Chris Kenyon is a Research Staff Member at IBM Research, Zurich Research Laboratory (since 2000) and was previously at Schlumberger Austin Research and McGill University. He has a MCSE in Operations Research from University of Texas at Austin (1997), a Ph.D. in Applied Mathematics from Cambridge University (1989) and is a former Fellow of Wolfson College, Cambridge (Computer Modeling). His current research interests include price design for outsourcing contracts, Grid Economics, mathematical finance and real options. He has over 30 publications in journals, conference proceedings, book chapters, and patents and is a member of INFORMS and IEEE.
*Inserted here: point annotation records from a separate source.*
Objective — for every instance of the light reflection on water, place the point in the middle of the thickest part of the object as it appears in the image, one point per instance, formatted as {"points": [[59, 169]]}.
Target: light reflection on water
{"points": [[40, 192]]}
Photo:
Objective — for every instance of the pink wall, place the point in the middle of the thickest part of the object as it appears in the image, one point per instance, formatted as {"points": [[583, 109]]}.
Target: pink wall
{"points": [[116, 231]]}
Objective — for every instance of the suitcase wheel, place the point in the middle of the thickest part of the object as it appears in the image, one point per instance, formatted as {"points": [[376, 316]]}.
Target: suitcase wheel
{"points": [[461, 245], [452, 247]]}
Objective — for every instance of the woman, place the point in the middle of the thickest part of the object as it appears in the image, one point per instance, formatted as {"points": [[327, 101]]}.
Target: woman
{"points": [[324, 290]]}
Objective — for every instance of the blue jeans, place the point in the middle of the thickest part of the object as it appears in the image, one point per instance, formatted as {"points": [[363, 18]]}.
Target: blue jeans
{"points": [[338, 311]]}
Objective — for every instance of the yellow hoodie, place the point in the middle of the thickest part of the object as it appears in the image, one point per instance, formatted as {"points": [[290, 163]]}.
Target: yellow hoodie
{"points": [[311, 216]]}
Prof. Costas A Courcoubetis is heading the Network Economics and Services Group and the Theory, Economics and Systems Lab at the Athens University of Economics and Business. He graduated from the National Technical University of Athens, Greece, in Electrical and Mechanical Engineering, and received his PhD from the University of California, Berkeley. From 1982 until 1990 he was Member of the Technical Staff in the Mathematical Sciences Research Center at Bell Laboratories, from 1990 until 1999 he was with the CS Department at the University of Crete in Heraklion, Greece, where he headed the Telecommunications and Networks Group at the Institute of Computer Science, FORTH, and since then he is with the CS Department at the Athens University of Economics and Business. His research interests include economics of communication networks, resource allocation and optimization, peer-to-peer computing, and regulation policy. He has participated in many projects related to pricing network services and the Internet. He is a co-author with Richard Weber of "Pricing Communication Networks: Economics, Technology and Modeling" (Wiley, 2003).
Jörn Altmann is currently a Professor at the International University in Germany, heading the group of Computer Networks and Distributed Systems. Prior to this, he taught computer networks at the University of California at Berkeley, worked as Senior Scientist at Hewlett-Packard Labs, and has been a postdoc at EECS and ICSI of UC Berkeley. During that time he worked on international research projects about pricing of network services. Dr. Altmann received his B.Sc. degree, his M.Sc. degree (1993), and his Ph.D. (1996) from the University of Erlangen-Nürnberg, Germany. Dr. Altmann's current research centers around Internet infrastructures and economics of Internet services.
Steve Wallage brings a wealth of knowledge to The 451 Group as Director of Research Services, with more than 14 years of experience as a technology analyst specializing in the worldwide telecommunications markets. Most recently, he was a principal analyst at Gartner Group, tracking the voice, data and IP services markets for the carrier, vendor and financial communities. Steve has developed and managed the 451 Special Reports, of which more than 15 have now been published. He has used his research experience to develop the depth of analysis within those reports. Both prior to and since joining the company, Steve has been a speaker and moderator at numerous industry and vendor events in Asia, Europe and the US. He is a regular commentator on telecom and IT issues for business television in the UK. Steve's career is rooted firmly in analysis. He has worked for a number of companies, including the Northern Business Information division of McGraw-Hill, where he managed the European research team. Prior to this, he worked for the Telematica program, which was owned successively by Logica, Intelidata, and Romtec. His positions within that group included Voice Networking Analyst, Business Development Manager and Research Manager. Steve has also worked for IDC in Australia and for IBM's marketing department. He has a degree in Business Administration from Bath University, UK." From a Grid perspective, Steve has also been involved in The 451 Group's Grid Adoption Research Service since its inception and as head of our Special Report section was instrumental in our Report, "Grids 2004: From Rocket Science to Business Service.